Medicina Democratica
Petrolchimici

Petrolchimico. Condannati cinque dirigenti Montedison.



Pubblicato il 15 dicembre 2004
di: Redazione (Autore/i o Autrice/i in calce all’articolo)




Tullio Faggian è un piccolo cuneo che ha inceppato le difese della Montedison. Tullio Faggian era uno dei tanti operai del Petrolchimico, un «autoclavista» ignoto al mondo e perfino alla sua fabbrica, la quale ha perso per strada le vecchie schede, e non sa più dove diavolo lavorasse negli ultimi decenni. Tullio Faggian è morto, a 63 anni, l’11 ottobre del 1999, per «angiosarcoma epatico», un tumore del fegato, il più tipico dei tumori provocati dal Cvm (cloruro di vinile). Grazie - se così si può dire - alla sua morte, da mercoledì 15 dicembre 2004 i vertici della vecchia Montedison hanno la fedina penale formalmente sporca: condannati in cinque, ad un anno e sei mesi di reclusione, per omicidio colposo.

Non che non siano stati ritenuti responsabili di tutti i decessi, e malattie professionali, del Petrolchimico. Ma le altre morti erano troppo lontane nel tempo, non superavano il 1990: di conseguenza, reati prescritti. Faggian, scomparendo tardi, ha fatto un grande dispetto.

La fabbrica della morte. Sono le 11 quando Francesco Aliprandi, presidente della corte, entra nell’aula-bunker con la sentenza d’appello del processo per i quasi 200 morti ed i disastri ambientali del Petrolchimico di Porto Marghera. È il sostanziale capovolgimento della assoluzione generale del primo grado. Ad Aliprandi sono bastati, a decidere, un giorno e mezzo di camera di consiglio. Legge: «In parziale riforma della sentenza del Tribunale di Venezia... ». Si capisce che qualcosa è cambiato. A partire dall’esordio: dichiara il «non doversi procedere» nei confronti di Eugenio Cefis perché il reato è estinto a causa della recente morte dell’imputato: non è la formula di una assoluzione. Né sono assoluzioni le raffiche di «non doversi procedere» nei confronti dei rimanenti 28 imputati per quasi tutti i reati: le lesioni personali colpose - cioè le epatopatie e le malattie professionali - gli omicidi colposi, la mancanza di impianti aspiratori in fabbrica, le contravvenzioni ambientali: tutte per «intervenuta prescrizione».

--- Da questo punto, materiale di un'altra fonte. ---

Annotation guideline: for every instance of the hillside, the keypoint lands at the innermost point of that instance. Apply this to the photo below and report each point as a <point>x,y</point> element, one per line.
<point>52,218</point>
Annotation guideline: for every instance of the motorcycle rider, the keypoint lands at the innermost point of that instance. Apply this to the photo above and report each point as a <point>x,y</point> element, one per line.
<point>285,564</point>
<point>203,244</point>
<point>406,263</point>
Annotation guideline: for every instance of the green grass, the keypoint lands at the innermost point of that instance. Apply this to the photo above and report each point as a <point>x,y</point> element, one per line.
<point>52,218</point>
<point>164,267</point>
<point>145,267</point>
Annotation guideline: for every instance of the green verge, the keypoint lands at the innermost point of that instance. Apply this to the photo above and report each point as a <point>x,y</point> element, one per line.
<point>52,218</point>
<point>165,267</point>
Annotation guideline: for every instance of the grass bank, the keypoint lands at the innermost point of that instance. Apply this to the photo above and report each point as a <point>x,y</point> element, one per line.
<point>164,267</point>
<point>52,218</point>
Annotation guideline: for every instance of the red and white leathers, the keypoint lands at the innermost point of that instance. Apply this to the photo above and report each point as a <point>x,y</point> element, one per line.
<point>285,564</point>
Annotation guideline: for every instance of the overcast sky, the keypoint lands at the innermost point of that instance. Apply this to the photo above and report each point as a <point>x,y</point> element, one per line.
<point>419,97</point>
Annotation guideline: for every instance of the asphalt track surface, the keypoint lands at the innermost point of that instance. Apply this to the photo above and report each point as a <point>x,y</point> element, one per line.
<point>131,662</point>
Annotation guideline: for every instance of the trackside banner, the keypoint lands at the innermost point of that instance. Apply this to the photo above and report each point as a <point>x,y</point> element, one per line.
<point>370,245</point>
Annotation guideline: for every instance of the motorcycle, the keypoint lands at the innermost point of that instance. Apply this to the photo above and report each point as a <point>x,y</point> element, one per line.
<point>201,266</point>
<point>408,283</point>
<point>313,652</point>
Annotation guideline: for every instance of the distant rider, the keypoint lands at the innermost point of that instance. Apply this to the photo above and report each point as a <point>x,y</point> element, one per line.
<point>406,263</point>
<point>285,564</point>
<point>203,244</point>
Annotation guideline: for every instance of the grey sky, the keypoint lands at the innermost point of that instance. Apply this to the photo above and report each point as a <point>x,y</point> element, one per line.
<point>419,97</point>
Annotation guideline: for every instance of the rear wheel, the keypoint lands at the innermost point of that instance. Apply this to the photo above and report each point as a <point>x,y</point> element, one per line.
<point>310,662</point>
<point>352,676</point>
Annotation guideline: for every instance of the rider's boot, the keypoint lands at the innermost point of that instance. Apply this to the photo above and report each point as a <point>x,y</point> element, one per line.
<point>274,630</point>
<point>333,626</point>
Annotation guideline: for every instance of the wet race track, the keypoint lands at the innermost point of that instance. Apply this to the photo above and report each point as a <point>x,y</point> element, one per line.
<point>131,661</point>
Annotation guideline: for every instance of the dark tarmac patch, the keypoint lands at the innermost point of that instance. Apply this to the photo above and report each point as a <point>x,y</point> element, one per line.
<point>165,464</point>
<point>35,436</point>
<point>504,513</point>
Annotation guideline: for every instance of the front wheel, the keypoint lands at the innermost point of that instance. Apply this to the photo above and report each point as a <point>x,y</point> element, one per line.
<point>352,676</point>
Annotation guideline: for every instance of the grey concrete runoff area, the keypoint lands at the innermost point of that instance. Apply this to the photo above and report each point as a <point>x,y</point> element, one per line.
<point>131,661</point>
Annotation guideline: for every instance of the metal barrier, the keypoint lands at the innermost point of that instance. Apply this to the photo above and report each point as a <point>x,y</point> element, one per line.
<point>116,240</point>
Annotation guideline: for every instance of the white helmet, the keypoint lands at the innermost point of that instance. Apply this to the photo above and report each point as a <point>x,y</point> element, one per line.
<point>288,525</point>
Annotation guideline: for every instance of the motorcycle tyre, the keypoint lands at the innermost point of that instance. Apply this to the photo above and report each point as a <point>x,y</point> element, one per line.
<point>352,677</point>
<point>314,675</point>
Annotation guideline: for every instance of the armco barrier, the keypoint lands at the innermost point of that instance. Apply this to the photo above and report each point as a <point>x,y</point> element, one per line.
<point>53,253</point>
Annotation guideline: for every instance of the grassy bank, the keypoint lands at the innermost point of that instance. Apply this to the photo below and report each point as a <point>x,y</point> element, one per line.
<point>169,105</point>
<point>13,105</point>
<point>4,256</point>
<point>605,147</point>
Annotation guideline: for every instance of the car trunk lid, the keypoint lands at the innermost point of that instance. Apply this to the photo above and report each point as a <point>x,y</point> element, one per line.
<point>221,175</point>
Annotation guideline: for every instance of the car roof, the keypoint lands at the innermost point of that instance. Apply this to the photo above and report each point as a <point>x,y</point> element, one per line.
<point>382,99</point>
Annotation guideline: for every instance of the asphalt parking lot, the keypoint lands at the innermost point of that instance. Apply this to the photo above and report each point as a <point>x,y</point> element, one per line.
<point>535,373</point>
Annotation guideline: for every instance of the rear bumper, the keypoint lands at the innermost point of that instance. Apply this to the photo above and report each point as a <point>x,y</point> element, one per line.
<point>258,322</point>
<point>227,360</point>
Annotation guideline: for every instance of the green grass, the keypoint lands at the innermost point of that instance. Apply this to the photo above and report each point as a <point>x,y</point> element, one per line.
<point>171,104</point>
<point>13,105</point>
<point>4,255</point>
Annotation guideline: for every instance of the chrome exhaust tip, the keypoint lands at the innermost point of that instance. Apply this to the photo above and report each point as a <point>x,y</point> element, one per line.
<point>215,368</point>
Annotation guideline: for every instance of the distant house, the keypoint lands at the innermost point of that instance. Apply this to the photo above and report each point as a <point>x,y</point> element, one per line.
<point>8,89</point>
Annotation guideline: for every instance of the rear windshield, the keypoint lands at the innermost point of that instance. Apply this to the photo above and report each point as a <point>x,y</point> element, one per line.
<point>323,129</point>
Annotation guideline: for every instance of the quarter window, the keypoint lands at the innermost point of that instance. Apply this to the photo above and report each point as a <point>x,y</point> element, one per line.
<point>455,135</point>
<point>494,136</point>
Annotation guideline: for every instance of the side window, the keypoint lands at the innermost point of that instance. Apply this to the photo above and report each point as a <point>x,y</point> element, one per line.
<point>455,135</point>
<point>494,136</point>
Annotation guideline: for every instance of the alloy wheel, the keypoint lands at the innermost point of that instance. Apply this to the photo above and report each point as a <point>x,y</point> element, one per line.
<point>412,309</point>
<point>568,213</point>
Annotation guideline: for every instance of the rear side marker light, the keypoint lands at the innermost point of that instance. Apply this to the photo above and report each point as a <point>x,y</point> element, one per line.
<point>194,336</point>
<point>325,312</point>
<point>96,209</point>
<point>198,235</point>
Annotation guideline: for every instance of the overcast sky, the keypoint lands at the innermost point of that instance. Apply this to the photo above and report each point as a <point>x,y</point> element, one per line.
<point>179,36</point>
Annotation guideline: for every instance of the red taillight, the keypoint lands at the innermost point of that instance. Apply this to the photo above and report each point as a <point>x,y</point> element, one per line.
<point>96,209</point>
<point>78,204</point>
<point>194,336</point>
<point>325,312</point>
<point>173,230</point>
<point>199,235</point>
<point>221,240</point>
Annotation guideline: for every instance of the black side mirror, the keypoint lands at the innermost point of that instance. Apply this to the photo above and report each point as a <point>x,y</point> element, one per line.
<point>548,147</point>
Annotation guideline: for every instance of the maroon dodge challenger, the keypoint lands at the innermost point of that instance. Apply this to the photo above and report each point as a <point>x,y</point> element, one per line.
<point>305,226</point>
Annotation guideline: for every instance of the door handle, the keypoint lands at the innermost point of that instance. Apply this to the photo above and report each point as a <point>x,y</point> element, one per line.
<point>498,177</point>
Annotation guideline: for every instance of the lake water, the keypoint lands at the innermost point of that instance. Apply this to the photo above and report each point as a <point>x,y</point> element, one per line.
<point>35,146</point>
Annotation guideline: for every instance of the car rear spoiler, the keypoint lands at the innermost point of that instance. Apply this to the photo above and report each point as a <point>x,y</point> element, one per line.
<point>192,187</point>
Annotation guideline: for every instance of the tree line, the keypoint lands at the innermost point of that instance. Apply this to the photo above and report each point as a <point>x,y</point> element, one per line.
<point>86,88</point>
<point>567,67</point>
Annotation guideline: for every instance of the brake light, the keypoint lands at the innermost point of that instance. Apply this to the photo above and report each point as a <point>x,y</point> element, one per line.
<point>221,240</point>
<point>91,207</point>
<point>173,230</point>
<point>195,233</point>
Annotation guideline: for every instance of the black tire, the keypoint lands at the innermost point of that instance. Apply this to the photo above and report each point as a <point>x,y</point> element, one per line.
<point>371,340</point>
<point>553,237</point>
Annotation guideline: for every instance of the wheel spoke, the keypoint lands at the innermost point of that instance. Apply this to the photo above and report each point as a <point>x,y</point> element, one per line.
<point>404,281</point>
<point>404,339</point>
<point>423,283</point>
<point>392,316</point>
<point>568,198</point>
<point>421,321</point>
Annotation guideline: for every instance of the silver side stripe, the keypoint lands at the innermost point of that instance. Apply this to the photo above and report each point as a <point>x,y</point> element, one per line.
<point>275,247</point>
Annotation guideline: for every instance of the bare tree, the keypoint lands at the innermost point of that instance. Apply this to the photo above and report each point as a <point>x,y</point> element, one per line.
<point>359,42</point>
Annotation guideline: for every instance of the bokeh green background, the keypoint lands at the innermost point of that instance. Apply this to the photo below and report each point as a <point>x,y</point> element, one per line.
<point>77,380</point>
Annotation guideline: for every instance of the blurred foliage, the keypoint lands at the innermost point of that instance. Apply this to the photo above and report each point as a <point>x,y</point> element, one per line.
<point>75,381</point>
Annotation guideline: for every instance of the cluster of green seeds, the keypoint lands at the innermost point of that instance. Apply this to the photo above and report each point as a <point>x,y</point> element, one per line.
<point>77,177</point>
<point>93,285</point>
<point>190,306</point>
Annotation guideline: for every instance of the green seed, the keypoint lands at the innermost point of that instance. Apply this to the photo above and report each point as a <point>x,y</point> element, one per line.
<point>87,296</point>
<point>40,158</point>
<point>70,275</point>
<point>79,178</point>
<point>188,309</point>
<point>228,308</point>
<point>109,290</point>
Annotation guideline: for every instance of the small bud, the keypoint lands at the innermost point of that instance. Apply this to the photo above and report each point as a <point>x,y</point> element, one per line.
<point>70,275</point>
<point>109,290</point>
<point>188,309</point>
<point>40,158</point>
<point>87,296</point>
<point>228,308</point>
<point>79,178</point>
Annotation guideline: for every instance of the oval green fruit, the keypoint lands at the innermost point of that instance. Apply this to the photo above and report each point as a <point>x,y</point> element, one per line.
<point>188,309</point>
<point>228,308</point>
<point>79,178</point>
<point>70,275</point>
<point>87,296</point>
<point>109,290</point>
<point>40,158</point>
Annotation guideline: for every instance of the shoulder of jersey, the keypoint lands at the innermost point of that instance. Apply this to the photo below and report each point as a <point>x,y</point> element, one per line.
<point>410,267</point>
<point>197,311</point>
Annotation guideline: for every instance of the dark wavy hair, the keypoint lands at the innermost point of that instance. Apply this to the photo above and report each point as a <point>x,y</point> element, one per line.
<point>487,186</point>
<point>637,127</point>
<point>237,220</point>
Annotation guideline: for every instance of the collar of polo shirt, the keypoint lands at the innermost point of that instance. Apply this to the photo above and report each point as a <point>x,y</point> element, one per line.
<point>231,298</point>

Resta quel piccolo imprevisto, Tullio Faggian. All’inizio del primo grado era vivo, e tra i malati: epatopatia. «Compatibile con l’alcool», insinuavano i professori delle difese. È morto durante il primo processo, almeno ha evitato di ascoltare il blocco delle assoluzioni di allora. Per lui, solo per lui, Aliprandi pronuncia adesso le condanne. Riguardano Alberto Grandi, ottantenne vice e successore di Cefis, ex ad di Montedison, poi presidente dell’Eni; Emilio Bartalini, oggi novantaduenne, resposabile del servizio sanitario della Montedison tra 1965 e 1979; Renato Calvi, 84 anni, direttore tra 1975 e 1980 della divisione petrolchimica; Giovanni D’Armino Monforte, 77 anni, ex vicepresidente Montefibre; e infine il ragazzino del gruppo, Piergiorgio Gatti, 73 anni, altro ex amministratore delegato del gruppo chimico.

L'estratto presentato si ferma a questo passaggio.